Approaching Shillong, one can see why Meghalaya was named so – the abode of the clouds. One feels as if one is flying over an Amazonian rainforest, with the lush vegetation and languid fluffy clouds.
After spending the night at Shillong, I took a shared Sumo to the market in Sohra in Cherrapunjee. From here, I took a Maruthi 800 taxi to Cherra Resort. It is here that I was told that a stairway descends into the realms of the magical root-bridges.
The Cherra Market is a lively place where farmers, vendors from the area come together to sell their wares. The succulent oranges of the area are famous for their sweetness and distinctive taste. They burst in your mouth on contact and release the most delicious orange juice you have never tasted! I purchased a dozen to keep me satiated and hydrated for the journey ahead.
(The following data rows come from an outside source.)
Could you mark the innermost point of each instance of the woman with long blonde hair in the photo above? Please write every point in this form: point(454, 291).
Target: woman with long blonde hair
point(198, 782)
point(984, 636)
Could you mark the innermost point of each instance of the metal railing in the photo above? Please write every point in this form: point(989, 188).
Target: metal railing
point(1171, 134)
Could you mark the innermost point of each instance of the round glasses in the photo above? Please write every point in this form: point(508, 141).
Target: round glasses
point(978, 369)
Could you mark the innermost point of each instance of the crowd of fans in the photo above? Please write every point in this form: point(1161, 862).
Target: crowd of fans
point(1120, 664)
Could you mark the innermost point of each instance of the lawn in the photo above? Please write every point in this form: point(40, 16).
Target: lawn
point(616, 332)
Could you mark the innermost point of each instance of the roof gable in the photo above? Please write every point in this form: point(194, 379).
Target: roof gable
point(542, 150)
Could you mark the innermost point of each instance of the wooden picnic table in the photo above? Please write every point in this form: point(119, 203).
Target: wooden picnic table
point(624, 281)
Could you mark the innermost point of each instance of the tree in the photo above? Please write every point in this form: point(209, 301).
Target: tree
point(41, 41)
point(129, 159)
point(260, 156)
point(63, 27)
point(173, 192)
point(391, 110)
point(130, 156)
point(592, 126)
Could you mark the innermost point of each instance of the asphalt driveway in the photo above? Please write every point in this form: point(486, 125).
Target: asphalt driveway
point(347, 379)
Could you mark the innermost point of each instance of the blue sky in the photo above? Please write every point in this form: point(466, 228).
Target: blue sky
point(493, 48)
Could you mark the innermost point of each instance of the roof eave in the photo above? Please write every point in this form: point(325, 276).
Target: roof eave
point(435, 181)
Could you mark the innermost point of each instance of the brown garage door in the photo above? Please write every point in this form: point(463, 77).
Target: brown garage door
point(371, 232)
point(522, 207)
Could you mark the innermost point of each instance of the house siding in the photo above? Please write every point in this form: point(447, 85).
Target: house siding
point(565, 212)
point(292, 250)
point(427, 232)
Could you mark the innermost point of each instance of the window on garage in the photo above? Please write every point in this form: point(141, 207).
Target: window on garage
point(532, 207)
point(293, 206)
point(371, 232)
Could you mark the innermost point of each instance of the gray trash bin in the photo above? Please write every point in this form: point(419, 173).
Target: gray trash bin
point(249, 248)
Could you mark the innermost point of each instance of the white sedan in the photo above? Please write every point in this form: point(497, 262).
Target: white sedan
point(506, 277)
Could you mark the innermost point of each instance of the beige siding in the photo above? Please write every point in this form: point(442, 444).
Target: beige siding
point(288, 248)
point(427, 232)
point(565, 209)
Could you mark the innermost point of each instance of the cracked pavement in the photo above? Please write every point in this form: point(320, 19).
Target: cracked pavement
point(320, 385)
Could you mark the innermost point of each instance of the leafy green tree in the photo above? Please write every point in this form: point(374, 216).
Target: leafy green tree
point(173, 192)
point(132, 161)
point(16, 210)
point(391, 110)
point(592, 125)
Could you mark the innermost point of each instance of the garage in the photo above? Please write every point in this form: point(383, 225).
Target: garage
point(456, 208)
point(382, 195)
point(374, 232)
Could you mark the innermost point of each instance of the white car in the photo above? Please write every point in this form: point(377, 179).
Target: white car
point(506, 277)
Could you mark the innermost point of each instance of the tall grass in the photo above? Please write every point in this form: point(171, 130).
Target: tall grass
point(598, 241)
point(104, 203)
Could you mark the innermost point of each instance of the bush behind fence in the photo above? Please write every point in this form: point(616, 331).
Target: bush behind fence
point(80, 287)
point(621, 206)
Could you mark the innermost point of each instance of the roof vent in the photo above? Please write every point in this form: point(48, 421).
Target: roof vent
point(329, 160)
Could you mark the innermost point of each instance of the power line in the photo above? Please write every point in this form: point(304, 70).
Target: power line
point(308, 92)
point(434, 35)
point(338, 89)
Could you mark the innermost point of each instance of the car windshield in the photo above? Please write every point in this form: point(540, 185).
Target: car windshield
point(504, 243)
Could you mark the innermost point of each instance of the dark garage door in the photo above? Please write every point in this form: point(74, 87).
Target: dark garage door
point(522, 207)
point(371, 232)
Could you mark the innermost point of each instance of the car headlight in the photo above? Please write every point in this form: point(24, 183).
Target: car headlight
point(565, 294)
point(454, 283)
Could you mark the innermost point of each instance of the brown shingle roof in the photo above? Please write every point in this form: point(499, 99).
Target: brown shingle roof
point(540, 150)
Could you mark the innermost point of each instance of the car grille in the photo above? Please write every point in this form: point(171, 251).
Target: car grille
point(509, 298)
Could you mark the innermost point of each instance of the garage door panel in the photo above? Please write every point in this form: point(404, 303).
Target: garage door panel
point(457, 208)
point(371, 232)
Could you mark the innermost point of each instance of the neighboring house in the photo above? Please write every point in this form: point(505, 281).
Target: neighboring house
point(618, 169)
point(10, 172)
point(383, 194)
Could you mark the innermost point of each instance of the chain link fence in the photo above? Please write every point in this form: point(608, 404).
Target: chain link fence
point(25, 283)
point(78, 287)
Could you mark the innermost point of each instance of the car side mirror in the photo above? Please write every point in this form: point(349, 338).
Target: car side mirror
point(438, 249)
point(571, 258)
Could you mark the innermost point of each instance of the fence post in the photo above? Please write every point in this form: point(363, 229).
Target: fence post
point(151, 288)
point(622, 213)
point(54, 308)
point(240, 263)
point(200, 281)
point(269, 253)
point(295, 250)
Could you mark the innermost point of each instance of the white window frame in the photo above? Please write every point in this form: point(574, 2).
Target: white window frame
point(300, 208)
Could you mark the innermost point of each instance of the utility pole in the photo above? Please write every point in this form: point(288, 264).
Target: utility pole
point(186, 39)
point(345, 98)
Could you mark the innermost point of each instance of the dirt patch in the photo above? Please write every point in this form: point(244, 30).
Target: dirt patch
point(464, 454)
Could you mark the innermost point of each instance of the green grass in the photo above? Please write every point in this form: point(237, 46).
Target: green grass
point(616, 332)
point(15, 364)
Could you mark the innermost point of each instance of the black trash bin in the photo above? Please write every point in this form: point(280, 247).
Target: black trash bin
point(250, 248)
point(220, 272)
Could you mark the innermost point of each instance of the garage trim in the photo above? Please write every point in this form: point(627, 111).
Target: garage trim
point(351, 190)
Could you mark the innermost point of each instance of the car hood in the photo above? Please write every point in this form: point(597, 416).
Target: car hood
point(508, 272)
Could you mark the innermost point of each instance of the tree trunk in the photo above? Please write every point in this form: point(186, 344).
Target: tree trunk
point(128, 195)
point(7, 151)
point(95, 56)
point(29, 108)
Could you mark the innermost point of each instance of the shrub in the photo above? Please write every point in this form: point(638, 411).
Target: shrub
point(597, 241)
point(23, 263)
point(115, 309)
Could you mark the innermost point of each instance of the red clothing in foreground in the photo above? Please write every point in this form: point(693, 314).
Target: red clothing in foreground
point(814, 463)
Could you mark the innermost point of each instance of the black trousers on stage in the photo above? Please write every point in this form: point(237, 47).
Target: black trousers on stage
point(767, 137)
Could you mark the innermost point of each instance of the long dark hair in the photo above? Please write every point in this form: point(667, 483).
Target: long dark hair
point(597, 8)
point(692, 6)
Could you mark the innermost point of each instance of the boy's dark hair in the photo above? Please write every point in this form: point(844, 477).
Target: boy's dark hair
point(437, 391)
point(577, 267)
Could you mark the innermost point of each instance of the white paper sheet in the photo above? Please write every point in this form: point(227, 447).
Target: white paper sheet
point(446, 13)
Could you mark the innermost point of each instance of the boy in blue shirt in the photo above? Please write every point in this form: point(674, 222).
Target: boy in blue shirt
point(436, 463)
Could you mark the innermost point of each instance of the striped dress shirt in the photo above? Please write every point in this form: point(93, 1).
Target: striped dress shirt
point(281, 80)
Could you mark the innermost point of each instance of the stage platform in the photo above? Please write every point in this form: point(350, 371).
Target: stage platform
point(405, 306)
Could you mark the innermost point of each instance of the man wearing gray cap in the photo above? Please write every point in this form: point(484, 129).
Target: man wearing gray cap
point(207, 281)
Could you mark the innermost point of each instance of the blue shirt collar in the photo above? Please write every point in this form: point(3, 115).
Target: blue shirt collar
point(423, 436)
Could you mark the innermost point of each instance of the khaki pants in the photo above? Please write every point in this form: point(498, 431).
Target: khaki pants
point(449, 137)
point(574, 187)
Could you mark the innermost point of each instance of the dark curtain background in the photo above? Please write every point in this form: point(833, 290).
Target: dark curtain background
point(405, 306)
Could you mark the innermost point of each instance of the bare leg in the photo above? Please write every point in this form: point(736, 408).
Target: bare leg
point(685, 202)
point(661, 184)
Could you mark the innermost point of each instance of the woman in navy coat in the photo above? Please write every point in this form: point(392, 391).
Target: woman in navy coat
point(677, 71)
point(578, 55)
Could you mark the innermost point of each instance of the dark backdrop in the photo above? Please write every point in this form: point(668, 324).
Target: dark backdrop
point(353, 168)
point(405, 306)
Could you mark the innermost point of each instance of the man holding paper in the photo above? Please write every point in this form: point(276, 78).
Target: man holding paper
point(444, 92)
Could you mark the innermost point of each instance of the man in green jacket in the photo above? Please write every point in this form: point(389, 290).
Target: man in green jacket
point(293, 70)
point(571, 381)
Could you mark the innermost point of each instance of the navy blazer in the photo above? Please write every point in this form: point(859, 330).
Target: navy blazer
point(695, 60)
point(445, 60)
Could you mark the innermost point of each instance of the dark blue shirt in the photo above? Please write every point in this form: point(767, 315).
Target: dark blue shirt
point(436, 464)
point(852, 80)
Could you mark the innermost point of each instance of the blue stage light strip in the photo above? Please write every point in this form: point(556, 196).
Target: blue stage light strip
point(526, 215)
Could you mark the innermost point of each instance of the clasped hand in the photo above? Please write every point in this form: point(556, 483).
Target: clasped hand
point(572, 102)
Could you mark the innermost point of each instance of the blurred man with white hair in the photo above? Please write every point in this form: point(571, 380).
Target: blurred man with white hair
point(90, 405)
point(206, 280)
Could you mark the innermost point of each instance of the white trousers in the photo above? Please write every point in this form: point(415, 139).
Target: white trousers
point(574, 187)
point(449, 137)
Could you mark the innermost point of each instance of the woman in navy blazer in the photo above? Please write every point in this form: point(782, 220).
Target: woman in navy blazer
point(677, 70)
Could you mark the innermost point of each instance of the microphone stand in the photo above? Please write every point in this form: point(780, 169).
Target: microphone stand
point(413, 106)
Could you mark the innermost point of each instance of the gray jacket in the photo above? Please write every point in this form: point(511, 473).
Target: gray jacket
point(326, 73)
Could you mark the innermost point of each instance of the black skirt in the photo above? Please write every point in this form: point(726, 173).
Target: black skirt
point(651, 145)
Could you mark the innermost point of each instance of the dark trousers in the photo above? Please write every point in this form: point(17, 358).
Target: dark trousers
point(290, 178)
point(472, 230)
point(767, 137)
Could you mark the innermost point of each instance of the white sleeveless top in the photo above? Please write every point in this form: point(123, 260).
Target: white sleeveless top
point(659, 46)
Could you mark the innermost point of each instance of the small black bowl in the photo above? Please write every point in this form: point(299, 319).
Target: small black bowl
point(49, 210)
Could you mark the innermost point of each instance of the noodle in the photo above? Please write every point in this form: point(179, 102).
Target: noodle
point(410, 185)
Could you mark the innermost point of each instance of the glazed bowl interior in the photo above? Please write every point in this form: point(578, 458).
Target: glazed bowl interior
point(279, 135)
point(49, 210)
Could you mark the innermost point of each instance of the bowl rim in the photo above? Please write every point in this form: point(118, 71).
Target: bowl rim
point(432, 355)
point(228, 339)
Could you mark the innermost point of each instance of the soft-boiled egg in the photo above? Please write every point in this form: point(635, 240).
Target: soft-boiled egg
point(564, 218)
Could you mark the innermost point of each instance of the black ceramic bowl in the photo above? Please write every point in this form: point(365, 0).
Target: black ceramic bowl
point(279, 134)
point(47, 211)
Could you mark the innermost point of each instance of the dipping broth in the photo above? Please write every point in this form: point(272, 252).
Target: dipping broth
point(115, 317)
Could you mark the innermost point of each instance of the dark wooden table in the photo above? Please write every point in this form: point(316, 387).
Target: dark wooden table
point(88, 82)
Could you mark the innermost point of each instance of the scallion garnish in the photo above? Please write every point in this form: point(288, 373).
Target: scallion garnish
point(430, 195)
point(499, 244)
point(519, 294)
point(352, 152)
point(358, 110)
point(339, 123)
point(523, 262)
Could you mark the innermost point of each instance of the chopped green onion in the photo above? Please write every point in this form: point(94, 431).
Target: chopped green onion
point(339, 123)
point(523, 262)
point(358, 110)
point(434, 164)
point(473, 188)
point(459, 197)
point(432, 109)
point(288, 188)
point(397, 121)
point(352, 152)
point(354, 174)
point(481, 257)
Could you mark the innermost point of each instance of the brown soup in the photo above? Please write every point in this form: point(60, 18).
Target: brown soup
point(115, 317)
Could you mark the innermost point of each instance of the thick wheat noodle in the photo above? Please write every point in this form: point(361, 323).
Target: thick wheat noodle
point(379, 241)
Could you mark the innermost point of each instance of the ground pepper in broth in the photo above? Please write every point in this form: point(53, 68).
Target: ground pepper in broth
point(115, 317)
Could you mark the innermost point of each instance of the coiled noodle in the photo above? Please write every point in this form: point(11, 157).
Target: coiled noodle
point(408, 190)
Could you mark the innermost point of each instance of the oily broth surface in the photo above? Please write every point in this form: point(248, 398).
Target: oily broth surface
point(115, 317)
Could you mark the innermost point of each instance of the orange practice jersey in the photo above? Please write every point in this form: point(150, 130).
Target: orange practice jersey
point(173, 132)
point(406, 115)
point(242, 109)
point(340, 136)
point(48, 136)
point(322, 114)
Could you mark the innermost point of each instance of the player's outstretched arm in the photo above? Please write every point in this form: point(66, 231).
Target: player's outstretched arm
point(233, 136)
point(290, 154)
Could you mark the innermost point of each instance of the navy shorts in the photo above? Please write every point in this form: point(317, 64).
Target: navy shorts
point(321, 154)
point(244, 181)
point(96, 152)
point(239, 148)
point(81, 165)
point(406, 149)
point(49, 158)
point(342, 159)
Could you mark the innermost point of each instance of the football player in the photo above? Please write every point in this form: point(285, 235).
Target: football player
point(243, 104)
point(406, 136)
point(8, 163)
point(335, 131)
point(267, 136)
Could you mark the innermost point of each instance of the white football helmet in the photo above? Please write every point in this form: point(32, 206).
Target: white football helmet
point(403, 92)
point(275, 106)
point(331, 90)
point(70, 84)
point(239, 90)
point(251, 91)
The farther you go away from the winding and maddening streets of Shillong, the calmer you begin to feel. After a point, it was just sheer poetry – the chilly mountain air, the rolling green meadows, the warmth of the Meghalayan sun suffusing you. Small wonder that the British christened Shillong – The Scotland of the East.
The single childhood geography trivia rushed to my head – I was in Cherrapunji, the wettest place on the planet. Yet there was not a drop of rain in sight. My slow ride to the Cherra Resort was peppered by these tidbits of information on giant boulders.